What it means
A polite Texan substitute for a word your grandma would wash your mouth out for saying. Works as an adjective, exclamation, or general intensifier. Dadgum raccoons in the trash again. That dadgum truck will not start. It lets you express full frustration while technically keeping it family-friendly, which matters when church is on Sunday and the neighbours are listening.
Usage examples
"Dadgum sprinkler went off at 6 AM while I was getting the paper in my good slippers. Standing in the front yard soaked head to toe and the mailman waved."
"The dadgum air conditioner has packed up again on the hottest July afternoon of the year, and the repair guy at the Lubbock service centre cannot send anyone out until Thursday, which honestly is not soon enough for any sensible Texan family."
"I caught the dadgum coyote in the headlights last night on the road north of Amarillo, and the critter just stared at me from the middle of the highway like he owned the lane all the way to the Oklahoma state line."
Where it comes from
Dadgum is a Southern American minced oath, a polite substitution for goddamn that allowed nineteenth-century churchgoing households to express frustration without taking the Lord’s name in vain.

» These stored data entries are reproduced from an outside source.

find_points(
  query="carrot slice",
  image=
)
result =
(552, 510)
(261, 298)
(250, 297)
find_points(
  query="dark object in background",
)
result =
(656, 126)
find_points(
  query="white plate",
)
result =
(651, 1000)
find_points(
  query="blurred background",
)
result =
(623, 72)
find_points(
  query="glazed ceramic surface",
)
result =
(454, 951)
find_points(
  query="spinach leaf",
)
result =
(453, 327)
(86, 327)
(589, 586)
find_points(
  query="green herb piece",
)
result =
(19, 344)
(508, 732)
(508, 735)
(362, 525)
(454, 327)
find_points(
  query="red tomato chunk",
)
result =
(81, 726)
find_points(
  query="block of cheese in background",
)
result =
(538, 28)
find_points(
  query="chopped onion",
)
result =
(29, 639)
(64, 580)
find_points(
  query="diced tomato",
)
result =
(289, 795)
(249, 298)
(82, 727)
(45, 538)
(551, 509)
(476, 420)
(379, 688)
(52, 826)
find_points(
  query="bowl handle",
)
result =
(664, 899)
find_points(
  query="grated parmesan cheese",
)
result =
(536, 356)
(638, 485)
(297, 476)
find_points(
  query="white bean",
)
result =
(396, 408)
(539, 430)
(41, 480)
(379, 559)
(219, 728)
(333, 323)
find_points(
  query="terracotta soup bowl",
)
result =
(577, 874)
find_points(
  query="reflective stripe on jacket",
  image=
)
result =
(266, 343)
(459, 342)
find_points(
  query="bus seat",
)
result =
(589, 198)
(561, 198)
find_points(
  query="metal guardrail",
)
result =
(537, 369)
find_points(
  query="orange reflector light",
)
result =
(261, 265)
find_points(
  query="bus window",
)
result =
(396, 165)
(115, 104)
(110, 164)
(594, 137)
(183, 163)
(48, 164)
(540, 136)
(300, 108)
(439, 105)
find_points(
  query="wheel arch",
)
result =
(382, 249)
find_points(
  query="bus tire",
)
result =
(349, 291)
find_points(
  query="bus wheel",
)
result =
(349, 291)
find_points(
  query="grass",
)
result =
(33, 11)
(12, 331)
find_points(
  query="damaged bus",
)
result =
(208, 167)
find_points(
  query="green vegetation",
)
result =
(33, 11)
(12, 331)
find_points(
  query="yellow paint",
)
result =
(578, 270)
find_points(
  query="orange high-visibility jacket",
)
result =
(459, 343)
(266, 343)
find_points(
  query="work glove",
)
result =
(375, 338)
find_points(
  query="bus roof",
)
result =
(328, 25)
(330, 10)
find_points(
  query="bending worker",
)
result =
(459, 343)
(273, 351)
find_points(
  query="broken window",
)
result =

The form is constructed by inserting dad as a softened substitute for god, a process linguists call euphemistic remodelling, and it parallels darn for damn and gosh for god. The variant became particularly entrenched in Texan and Appalachian English of the twentieth century, where dadgum has been carried in the catchphrase of country singers and characters in Western films, including the Lubbock-born country legend Buddy Holly.